It might be late March right now as I write this, but every time I step outside of the bar for a smoke, the cold air hits my face, and it's cold enough that it hurts. I can't help but wonder why I haven't hopped on a plane to get my ass out of this miserable city and tail to it Bali, Monaco, or Puerto Rico where I have friends and family living exceptionally well as broke ex pats.

And it seems to me that I keep running across the same dead horse whenever I decide to trek back to the couch that I'm currently living on. Its carcass has been lying in the street around the block from my favorite watering hole for nearly five years from when I first beat it to death.

I always come back to it when I'm nursing a mean whiskey drunk to poke and prod.

The squirrels, birds, and city stray cats have long had their go at it. Its meat and muscle have been torn out well before I developed my receding hairline.

There's barely anything even left of its skeleton, just a few bones that I haven't yet kicked down the street into a gutter on my walk home from the bar.

That horse once had a name. I called it the Philadelphia Film Community.
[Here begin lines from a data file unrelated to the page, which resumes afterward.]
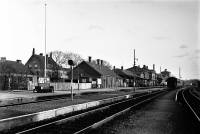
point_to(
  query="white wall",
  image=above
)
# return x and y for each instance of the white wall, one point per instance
(67, 86)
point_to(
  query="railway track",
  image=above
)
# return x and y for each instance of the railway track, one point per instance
(192, 102)
(89, 119)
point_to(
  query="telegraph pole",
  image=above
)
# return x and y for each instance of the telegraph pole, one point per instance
(134, 58)
(45, 42)
(179, 70)
(133, 72)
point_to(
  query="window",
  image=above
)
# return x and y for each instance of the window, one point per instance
(36, 65)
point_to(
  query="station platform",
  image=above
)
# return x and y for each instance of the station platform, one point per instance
(33, 111)
(25, 96)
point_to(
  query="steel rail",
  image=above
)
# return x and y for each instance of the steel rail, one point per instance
(97, 124)
(61, 121)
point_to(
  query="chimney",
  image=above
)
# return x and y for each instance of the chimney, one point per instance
(89, 58)
(3, 59)
(98, 61)
(102, 62)
(114, 68)
(18, 61)
(51, 54)
(47, 59)
(33, 53)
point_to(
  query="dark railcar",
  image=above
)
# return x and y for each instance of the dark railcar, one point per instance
(172, 83)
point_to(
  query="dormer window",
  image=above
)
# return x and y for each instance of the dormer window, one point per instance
(36, 65)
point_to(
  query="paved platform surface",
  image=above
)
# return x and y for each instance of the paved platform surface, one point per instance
(17, 110)
(19, 96)
(162, 116)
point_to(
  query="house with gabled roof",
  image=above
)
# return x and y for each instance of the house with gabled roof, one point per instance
(13, 75)
(96, 73)
(36, 65)
(127, 77)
What more can I say that I haven't already ranted on in length in the past?

I've never been all that adept at film news blogging. I've never been that interested in writing puff pieces on new films and film festivals for free just so that I could feel like I was some privileged insider.

There's a story behind everything, and anymore, that story seems to be getting repeated too often.
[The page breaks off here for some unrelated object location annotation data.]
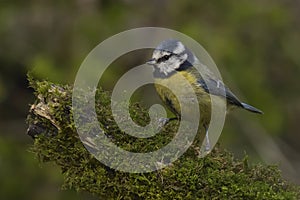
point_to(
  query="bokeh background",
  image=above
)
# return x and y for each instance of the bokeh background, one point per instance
(255, 44)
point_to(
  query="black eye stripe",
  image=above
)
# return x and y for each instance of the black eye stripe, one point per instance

The film industry is dying, film festivals have lost almost all of their purpose being a mostly redundant and homogenized circle jerk.

But if there's one thing that my home town has always excelled at, whether anyone living outside of it are aware, is that we have a strong DIY culture.
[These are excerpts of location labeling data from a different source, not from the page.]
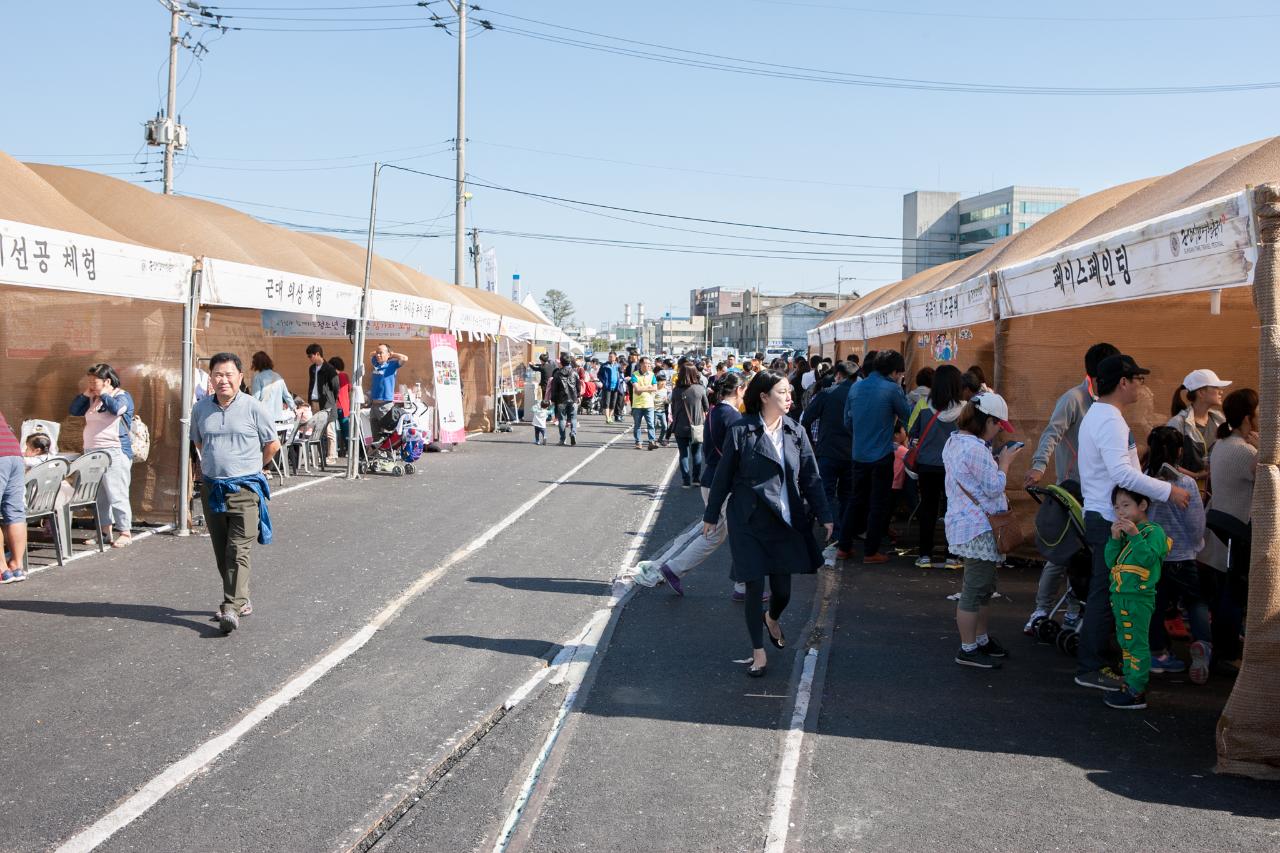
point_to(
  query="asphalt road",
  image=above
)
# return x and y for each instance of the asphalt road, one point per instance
(114, 673)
You can do things in Philadelphia that you can't in other major cities. You can start your own film festival and book screenings at awesome and unique venues with bands and other live performers, and you can do it on the cheap. You can organize a $50,000 event for $5000, a $100,000 one for $10,000.

Philadelphia provides an environment that allows individuals who aren't living on trust funds, whose parents aren't famous artists, or well connected industry folks, or who come from big oil money to be entrepreneurs. Here, ambitious cash poor individuals can go out and strike out something for themselves.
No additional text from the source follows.